Schießt sich Olic beim Ex-Klub zum Rekord?

Von Marco Nehmer
Im Hinspiel trennten sich Hamburg und Wolfsburg 1:1 unentschieden. Kjaer und Beister trafen
© getty

Der Hamburger SV und der VfL Wolfsburg schließen am Sonntag den 32. Spieltag (So., 17.30 Uhr im LIVE-TICKER) mit dem kleinen Nordderby um die letzte Chance auf Europa ab. Der HSV muss punkten, die Wölfe schielen noch verstohlen auf die internationalen Ränge.

Die Achterbahnfahrt der Rothosen in der Bundesliga geht munter weiter. Der Abwärtstrend mit drei Pleiten - unrühmlicher Höhepunkt das 2:9 in München - schien durch zwei Siege wieder überwunden. Dann folgte am letzten Spieltag die 1:4-Klatsche in Gelsenkirchen. Seit dem 2. März haben die Hamburger kein Spiel mehr remis gespielt.

Trotzdem ist der HSV mit einem Punkt Rückstand auf Platz sechs noch voll im Rennen ums internationale Geschäft. "Diese Saison ist verrückt. Die Möglichkeit, noch etwas Besonderes zu erreichen, ist für uns weiter da", erklärte Marcell Jansen. Der Linksfuß denkt, durch die jüngste Pleite sogar einen psychologischen Vorteil zu haben: "Wir haben gerade auf Schalke etwas auf die Mütze bekommen. Keiner rechnet mehr mit uns."

Thorsten Fink: "Jetzt wollen wir nach Europa"

Selbst der Trainer träumt trotz der konstanten Inkonstanz weiter vom internationalen Geschäft. "Jetzt wollen wir nach Europa", verbreitete Thorsten Fink im "Schneckenrennen" um die internationalen Plätze Optimismus und gab die Marschroute vor: "Natürlich ist es unser Ziel, noch alle neun ausstehenden Punkte zu holen." Unterdessen würde sich der 45-Jährige schon mit weniger zufrieden geben.
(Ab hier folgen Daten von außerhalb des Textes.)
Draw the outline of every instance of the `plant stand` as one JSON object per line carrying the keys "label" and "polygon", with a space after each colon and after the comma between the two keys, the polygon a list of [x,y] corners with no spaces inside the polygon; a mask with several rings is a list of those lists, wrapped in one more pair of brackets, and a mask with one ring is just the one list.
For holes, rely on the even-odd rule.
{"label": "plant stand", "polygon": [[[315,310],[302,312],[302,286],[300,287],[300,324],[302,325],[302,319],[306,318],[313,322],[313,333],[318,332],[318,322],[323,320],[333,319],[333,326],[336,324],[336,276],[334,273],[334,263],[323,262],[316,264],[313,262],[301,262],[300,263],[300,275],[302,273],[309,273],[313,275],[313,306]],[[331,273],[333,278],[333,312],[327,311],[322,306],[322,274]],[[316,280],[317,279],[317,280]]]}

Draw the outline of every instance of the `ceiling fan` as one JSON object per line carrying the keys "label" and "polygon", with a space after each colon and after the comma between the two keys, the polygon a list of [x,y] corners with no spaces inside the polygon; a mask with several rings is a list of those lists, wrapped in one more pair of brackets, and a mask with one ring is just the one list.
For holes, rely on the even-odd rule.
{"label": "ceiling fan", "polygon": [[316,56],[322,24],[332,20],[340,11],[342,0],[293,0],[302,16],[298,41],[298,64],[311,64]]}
"Es könnte sogar schon reichen, wenn wir unsere beiden Heimspiele gewinnen", rechnete Fink vor. Zu den heimstärksten Teams gehört seine Mannschaft allerdings nicht. Sechs Mal verloren die Hamburger in dieser Saison schon im eigenen Stadion. Von seiner Mannschaft forderte Fink deshalb vollen Einsatz und bemühte sich eines engagierten Vergleichs: "Ich möchte, dass wir so wie Real Madrid gegen Dortmund auftreten. Dort hat man von der ersten Minute an gesehen, dass die Mannschaft etwas erreichen will."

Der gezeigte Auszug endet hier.